Dumb python questions

Bengt Richter bokr at accessone.com
Sat Aug 18 20:06:18 EDT 2001


On 18 Aug 2001 12:43:29 -0700, Paul Rubin <phr-n2001 at nightsong.com> wrote:

>m.faassen at vet.uu.nl (Martijn Faassen) writes:
>> > I think I'm reacting not as much to language differences as to
>> > differences in system maturity.  Whenever I write something in Perl or
>> > CL, and I need to do something like turn an array into a string,
>> 
>> Do you mean a Python list? ''.join(mylist)
>
>No I mean a list of character values, like (97,98,99) => "abc".
>
You mean like this?

 >>> ''.join(map(chr,(97,98,99)))
 'abc'

>> > somebody seems to have faced that problem before and it's been taken
>> > care of in some reasonably thought-out way.  In Python, I often feel
>> > like I'm doing something that hasn't been done much before.
>> 
>> In part I suspect that's due to your inexperience with the language, but
>> please keep pointing out the things that are missing. :)
>
>Here's one: say I have a long int, like x = 7**77777L.  How can I tell
>how many bits it takes to express that number in binary?  How can I
>convert it into a packed character string (i.e. represent it in string
>form with 8 bits/char so I can write it to a file)?  The answers I can
>think of involve weird kludges and/or are unacceptably slow.
>
>Thanks.
Brute force, but easy to understand:
 >>> x = 7**77777L
 >>> cl = []
 >>> while x:
 ...     cl += chr(x&0xff)
 ...     x = x>>8
 ...
 >>> s = ''.join(cl)

Which gives you a little-endian result.

To get the string length required quickly, we can use
the builtin hex conversion which is very fast.
Note the '0x' in front and 'L' at the end (3 extra)
 >>> hex(x)[:5]
 '0xC7F'
 >>> hex(x)[-5:]
 'B487L'
 >>> len(hex(x))-3
 54587
 >>> (len(hex(x))-3+1)/2
 27294

That ought to hold the string, and is confirmed by
 >>> len(s)
 27294

That's not the exact number of bits, so define a function like so:
 >>> import math
 >>> def bitsin(x):
 ...     return math.frexp(eval(hex(x)[:3]))[1]+4*(len(hex(x))-4)
 ...
 >>> bitsin(7**77777L)
 218348

(It checks the bits in the first character and adds 4 each for the rest).
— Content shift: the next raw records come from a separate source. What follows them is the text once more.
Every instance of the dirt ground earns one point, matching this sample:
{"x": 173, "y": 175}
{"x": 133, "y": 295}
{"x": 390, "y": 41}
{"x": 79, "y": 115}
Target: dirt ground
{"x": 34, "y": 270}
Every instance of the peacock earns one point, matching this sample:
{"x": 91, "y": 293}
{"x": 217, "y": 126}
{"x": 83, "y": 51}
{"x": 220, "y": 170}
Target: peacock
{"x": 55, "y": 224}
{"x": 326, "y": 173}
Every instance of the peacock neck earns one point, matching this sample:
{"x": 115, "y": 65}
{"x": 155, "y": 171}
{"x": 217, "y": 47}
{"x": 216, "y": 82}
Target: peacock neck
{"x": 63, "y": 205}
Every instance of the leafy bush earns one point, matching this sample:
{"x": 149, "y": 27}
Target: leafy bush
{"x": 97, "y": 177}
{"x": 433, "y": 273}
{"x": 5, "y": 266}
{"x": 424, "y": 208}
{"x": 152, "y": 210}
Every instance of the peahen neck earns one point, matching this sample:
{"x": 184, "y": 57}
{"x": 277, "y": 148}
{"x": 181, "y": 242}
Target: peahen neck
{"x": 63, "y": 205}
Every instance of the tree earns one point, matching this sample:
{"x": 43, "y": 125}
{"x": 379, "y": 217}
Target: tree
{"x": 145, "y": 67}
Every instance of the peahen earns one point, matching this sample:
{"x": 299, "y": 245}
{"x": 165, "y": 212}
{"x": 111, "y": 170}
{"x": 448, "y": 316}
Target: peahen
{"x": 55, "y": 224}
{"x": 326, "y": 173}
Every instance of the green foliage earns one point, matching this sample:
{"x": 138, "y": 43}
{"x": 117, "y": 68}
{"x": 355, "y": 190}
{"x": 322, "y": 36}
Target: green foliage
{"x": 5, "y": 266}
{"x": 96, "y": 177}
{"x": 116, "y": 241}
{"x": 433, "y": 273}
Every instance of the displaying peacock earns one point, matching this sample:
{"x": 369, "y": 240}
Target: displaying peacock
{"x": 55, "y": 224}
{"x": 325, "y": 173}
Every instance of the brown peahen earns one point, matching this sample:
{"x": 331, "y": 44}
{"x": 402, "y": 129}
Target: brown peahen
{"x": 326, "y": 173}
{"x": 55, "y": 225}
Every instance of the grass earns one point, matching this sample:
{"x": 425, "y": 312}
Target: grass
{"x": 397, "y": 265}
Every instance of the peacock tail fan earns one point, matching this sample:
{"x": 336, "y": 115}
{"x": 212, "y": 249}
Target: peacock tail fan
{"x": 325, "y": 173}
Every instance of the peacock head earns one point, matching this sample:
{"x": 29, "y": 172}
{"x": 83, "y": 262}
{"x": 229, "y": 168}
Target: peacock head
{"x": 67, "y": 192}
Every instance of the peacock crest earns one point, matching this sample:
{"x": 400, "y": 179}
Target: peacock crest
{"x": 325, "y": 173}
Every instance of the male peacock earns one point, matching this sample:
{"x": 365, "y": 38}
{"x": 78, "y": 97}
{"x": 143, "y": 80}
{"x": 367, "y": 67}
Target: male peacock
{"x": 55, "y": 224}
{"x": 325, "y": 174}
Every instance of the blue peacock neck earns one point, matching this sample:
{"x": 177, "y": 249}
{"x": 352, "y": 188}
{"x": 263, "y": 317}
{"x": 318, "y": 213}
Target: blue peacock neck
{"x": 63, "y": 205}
Since the first character is 'C' that's 4 bits, so all the hex chars
are 4 bits, for
 >>> len(hex(x))-3
 54587
 >>> (len(hex(x))-3)*4
 218348

which checks.
 >>> bitsin(7L)
 3
also checks (it assumes long type though, subtracting 1 for the 'L')


I grant you, the while loop takes a few seconds, and so does the 7**77777L.
How fast do you need? We could write faster algorithms for the exponentiations,
and also the conversion to string, both in Python. We could also obviously
write a fast extension to do it in C/C++ and return a string of 8-bit chars
as fast as the hex() function.
How fast do you need?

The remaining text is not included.